I look for them when I’m in their neighborhood. But over 35,000 people live in the Tenderloin, a community just blocks from Union Square and upscale shopping, but where drugs, prostitution, sex trafficking, and homelessness abound.
I hear from Ruth from time to time via text. She reminds me to keep my eyes on Jesus and those texts always come at just the right time.
I have seen them in the faces of others I meet though. Yesterday, I was walking the underground station at Powell Street and my mind was ahead of my feet, wondering how many would be finding shelter from the rain. I counted three men. Two asleep. Another in his wheelchair reading the Bible. One of the men who was sleeping only let his feet be seen. My pace slowed down despite the fact I was late to pray at the church. In my slowing down, I wondered if I had a water bottle and a cloth, would I have woken him from his sleep to offer a foot bath? Would he have even wanted that? Feet have never bothered me. His were no different.
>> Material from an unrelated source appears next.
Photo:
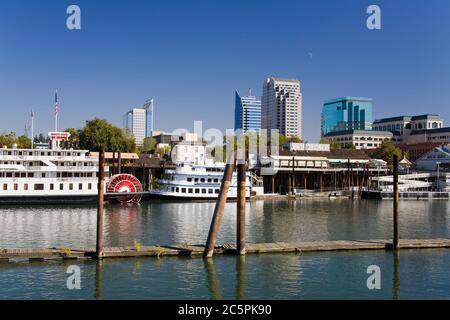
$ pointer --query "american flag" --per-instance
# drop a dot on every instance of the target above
(56, 103)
This neighbor of mine, tired from having to stay alert and vigilant in the dark hours of the night was getting rest in a well-lit station with only his feet to show for it. Oh to cover his feet with another blanket. Oh to offer a foot bath. I had neither. I offered neither. I let him sleep.
To the other side of the tunnel sat a gentleman with his book open. I did not interrupt him either. But he interrupted me. He had my attention. Did he have the attention of other commuters on their way to work, appointments, and business as usual? God has his attention as he consumed the words on the page. And that got me learning.
How did he see our sleeping neighbors? Were we all the same kind of different? Two resting. One reading. Me walking. Is it our circumstances that keep us from paying attention or is it our perspective or lack thereof?
I’m guilty of seeing the outside of humanity and then determining they are suffering, they are the least of these, they are the marginalized. So how do they see me? Clothed? Capable? Cared for?
I kept walking. This wasn’t a one time experience. This is my city. My neighbors. Our issue. Our community.